Nancy Pelosi decided to try to split and embarrass the Republicans by supporting Trump’s tardy $2,000 stimulus push, and by passing a bill including the payment with a bi-partisan majority.
Senate Majority Leader Mitch McConnell joined the bill with one to repeal Section 230 of the telecommunications act (47 U.S.C. § 230) which protects social media companies, and to set up a fraud commission to investigate the non-existent voter fraud in the November 3, 2020 election. As a result, with Congress expiring on January 3, 2021, there is a zero chance of the House bill becoming law.
Nonetheless, the bill represents bad policy, giving large amounts of money ($8,000 for a family of four) to well-to-do individuals who don’t need it.
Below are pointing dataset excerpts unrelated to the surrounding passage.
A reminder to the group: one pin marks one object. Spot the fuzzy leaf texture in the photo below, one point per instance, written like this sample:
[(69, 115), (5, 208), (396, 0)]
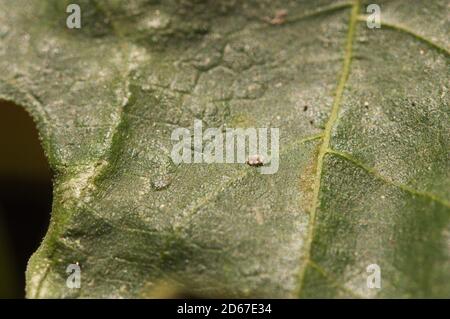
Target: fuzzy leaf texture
[(364, 117)]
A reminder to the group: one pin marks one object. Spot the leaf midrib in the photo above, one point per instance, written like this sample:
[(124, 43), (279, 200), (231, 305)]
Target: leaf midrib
[(326, 139)]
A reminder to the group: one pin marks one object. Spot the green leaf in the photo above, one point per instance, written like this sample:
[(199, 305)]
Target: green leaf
[(364, 175)]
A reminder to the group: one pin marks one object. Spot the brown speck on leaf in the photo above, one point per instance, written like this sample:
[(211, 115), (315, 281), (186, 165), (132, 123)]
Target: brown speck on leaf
[(279, 17)]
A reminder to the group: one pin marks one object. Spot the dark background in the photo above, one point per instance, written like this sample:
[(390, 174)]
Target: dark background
[(25, 196)]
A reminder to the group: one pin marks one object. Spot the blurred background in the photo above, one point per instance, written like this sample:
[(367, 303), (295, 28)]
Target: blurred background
[(25, 196)]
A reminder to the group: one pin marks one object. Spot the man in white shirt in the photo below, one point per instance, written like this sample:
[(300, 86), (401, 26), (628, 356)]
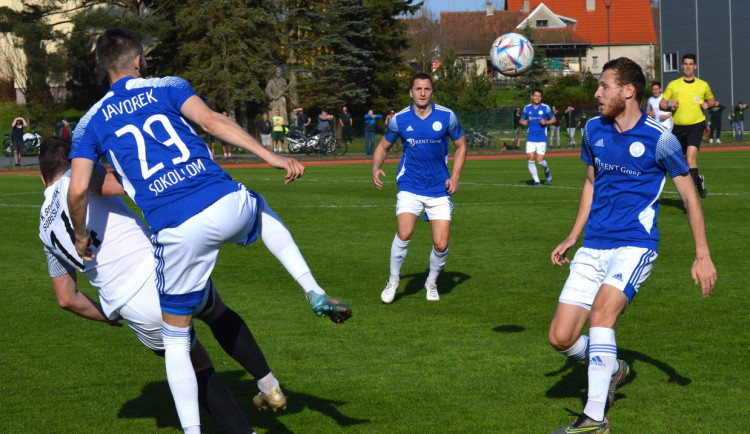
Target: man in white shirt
[(653, 110)]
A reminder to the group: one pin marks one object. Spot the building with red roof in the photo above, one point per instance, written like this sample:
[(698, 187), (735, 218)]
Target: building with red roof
[(625, 28)]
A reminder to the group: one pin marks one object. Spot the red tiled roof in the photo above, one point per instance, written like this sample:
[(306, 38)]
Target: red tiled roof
[(474, 32), (631, 21)]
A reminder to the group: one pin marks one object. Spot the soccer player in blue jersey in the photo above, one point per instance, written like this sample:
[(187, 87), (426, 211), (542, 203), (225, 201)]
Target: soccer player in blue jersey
[(190, 203), (628, 155), (423, 179), (536, 116)]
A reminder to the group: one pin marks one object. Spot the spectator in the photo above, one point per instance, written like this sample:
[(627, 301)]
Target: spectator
[(324, 121), (570, 125), (345, 120), (16, 138), (715, 114), (265, 129), (370, 119)]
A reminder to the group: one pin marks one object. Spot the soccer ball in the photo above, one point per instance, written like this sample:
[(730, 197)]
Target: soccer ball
[(511, 54)]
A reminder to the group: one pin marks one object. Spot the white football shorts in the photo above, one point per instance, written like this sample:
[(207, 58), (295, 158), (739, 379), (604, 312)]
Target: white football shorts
[(142, 314), (538, 147), (185, 256), (436, 208), (625, 268)]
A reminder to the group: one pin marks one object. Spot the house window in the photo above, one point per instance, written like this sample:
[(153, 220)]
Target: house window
[(670, 62)]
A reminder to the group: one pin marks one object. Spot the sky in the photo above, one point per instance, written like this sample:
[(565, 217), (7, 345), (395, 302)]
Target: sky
[(437, 6)]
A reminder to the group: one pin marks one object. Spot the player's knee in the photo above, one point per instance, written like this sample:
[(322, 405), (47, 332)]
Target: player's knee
[(560, 339)]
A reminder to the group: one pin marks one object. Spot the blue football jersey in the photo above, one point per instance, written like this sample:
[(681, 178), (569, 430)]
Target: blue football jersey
[(536, 131), (423, 169), (166, 168), (631, 169)]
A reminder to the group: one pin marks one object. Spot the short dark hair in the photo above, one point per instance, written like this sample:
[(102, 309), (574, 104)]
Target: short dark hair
[(116, 47), (627, 72), (420, 76), (53, 157)]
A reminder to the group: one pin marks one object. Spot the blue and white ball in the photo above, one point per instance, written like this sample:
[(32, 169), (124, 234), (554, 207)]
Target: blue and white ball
[(511, 54)]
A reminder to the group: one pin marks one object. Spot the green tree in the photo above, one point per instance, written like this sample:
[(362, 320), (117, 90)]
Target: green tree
[(391, 78), (224, 49)]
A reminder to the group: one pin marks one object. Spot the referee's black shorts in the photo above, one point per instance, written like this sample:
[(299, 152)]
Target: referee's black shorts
[(689, 135)]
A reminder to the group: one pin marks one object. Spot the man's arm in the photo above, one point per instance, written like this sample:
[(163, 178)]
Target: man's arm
[(228, 131), (459, 158), (78, 202), (558, 255), (703, 270), (72, 300), (378, 158)]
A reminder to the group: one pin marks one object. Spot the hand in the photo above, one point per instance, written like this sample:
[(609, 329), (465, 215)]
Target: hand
[(376, 174), (83, 248), (559, 255), (451, 185), (704, 272)]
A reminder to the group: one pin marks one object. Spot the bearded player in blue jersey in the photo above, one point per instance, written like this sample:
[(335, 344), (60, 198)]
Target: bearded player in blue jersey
[(628, 155), (190, 203), (423, 179)]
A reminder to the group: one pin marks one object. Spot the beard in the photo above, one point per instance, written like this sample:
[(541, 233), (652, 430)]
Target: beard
[(613, 109)]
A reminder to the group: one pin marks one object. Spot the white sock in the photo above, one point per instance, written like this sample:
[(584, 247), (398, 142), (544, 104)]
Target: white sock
[(437, 262), (602, 364), (532, 170), (399, 248), (267, 383), (280, 243), (180, 375), (579, 350)]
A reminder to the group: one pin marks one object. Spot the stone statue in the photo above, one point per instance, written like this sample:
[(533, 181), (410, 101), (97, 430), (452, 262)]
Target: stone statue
[(275, 90)]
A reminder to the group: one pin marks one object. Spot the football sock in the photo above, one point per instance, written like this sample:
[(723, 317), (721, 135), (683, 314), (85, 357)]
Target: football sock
[(579, 350), (280, 243), (602, 364), (694, 175), (437, 262), (267, 383), (532, 170), (180, 375), (235, 338), (399, 249), (219, 402)]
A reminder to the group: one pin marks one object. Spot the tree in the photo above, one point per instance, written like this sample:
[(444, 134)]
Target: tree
[(224, 49), (425, 38), (343, 65), (391, 78)]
This money would be better spent extending and even raising the weekly amount of federal unemployment insurance support, and by funding the needs of state and local givernments.
Both the Washington Post and Republicans have made the point that it makes no sense to extend the aid to the wealthy. While McConnell’s argument, unsurprisingly, is deeply cynical, he is correct.
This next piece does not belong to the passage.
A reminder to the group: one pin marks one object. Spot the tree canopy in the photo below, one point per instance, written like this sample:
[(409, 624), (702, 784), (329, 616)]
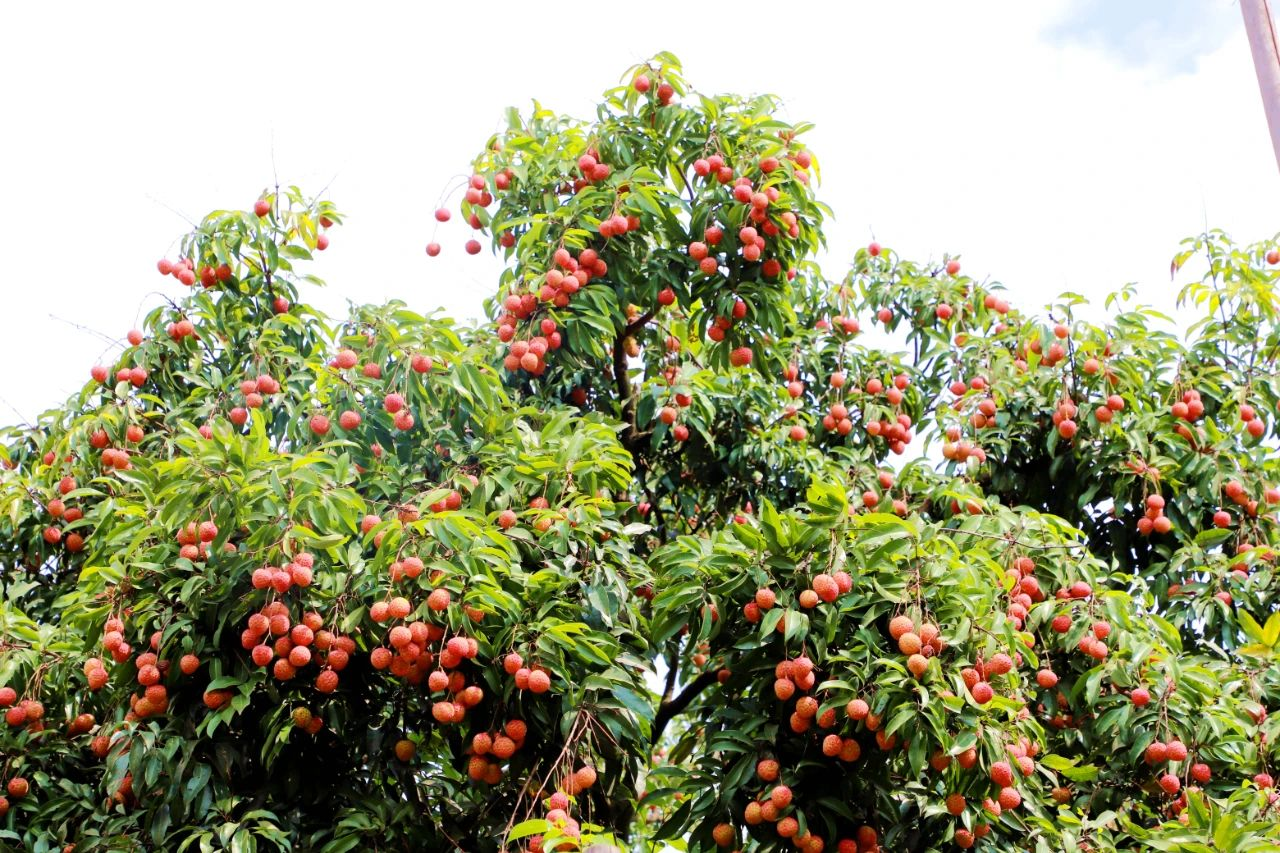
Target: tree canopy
[(672, 551)]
Editorial, “Why increasing the stimulus checks from $600 to $2,000 is a bad idea,” Washington Post, December 29, 2020 at (3:34 p.m. EST).
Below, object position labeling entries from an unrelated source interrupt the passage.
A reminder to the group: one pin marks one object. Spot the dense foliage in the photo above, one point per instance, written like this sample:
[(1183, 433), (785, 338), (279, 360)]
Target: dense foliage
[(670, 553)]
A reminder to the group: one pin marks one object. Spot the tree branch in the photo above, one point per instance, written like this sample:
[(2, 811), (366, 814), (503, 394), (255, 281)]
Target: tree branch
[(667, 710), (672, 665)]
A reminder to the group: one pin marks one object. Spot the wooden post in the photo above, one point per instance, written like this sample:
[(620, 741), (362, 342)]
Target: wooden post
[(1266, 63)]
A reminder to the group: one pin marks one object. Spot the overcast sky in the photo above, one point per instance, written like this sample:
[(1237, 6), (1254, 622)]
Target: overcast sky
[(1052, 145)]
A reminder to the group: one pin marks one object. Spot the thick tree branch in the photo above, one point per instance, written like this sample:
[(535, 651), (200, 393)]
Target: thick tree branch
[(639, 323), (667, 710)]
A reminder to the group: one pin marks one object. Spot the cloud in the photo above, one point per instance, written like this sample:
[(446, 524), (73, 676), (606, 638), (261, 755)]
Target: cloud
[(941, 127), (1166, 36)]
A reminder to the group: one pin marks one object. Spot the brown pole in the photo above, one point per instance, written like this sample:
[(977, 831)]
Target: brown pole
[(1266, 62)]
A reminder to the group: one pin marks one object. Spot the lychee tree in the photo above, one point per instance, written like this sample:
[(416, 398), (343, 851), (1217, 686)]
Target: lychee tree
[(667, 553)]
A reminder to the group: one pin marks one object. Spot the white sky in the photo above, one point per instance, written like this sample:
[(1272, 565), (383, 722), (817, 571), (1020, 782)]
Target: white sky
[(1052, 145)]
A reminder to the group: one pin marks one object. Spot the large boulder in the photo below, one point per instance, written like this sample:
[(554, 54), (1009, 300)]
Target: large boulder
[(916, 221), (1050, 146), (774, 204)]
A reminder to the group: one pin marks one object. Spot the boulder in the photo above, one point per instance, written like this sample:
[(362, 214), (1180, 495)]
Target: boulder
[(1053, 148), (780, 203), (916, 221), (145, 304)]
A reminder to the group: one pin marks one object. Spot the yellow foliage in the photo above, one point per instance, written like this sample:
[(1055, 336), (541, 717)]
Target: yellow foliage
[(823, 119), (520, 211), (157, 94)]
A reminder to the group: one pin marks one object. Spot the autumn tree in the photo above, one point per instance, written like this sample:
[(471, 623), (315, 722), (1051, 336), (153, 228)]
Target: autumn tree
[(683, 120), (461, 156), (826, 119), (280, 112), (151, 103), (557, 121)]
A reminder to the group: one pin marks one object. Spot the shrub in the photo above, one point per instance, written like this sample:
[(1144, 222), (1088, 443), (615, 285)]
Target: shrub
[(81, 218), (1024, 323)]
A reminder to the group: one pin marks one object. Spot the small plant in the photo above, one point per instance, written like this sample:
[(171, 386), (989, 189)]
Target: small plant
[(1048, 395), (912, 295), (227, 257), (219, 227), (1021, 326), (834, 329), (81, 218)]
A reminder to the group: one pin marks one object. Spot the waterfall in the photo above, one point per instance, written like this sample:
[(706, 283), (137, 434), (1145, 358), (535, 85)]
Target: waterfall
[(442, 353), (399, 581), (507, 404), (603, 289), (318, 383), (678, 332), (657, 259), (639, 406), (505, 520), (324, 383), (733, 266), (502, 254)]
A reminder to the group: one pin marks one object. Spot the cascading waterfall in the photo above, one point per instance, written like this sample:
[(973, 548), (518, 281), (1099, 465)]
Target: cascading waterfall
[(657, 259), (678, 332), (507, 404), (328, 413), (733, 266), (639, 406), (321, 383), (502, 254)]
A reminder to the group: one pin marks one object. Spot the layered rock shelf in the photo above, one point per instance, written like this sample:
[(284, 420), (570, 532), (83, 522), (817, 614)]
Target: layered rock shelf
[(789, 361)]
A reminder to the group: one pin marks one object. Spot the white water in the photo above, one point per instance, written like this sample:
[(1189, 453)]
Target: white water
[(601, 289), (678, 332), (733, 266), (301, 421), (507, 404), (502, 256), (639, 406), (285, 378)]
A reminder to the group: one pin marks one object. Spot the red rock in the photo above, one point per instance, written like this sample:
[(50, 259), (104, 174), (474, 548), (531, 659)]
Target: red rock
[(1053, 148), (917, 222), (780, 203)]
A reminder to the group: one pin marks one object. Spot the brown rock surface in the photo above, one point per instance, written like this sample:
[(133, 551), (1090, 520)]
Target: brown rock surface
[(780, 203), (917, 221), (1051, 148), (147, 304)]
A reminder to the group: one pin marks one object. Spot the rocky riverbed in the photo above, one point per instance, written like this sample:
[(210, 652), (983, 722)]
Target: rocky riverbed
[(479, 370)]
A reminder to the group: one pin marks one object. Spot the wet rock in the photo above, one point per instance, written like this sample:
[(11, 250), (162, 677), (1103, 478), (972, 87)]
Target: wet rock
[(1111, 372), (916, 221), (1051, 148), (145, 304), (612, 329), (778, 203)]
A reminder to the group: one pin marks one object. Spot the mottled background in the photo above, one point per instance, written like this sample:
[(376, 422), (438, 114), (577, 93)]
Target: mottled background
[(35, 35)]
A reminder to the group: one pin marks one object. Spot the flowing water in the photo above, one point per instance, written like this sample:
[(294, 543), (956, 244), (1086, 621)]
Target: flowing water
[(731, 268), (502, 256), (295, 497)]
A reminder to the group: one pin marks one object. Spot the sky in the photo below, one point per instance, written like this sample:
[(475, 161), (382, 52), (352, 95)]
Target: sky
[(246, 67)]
“McConnell says push by Democrats, Trump for $2,000 stimulus checks has ‘no realistic path to quickly pass the Senate’; The Senate leader said the measure would be too costly, would not be targeted toward needy and would help families that are living comfortably,” Washington Post, December 30, 2020 (6:36 p.m. EST).
Both he and the Washington Post are right on the merits of who the federal relief payments should go to.
The Democrats, by going for this cheap shot to embarrass the Republicans while implementing a bad policy, have given Georgians a strong reason to vote for the Republicans in the Senate run-off elections on January 5, 2021.
It is just one reason, and there are myriad other reasons to vote for Jon Ossoff and Rafael Warnock for Senator.
But, for the undecided voter of traditional Republican bent, the Democratic ploy may raise traditional concerns about Democratic spending.
On the other hand, both Loeffler and Perdue have come out in favor of the $2:000 checks.
Mayebe the Democrats” ploy won’t make any difference. Who’s paying attention to policy, anyway?
Still, to minimize the risk, what might be done, even at this late date?
It’s not clear anything can be done at this point to counter the risk occasioned by this mistake.
But it would make great sense to shift attention from the $2,000 relief payment to a plan to extend and increase federal enhanced unemployment benefits, and to fund state and local governments.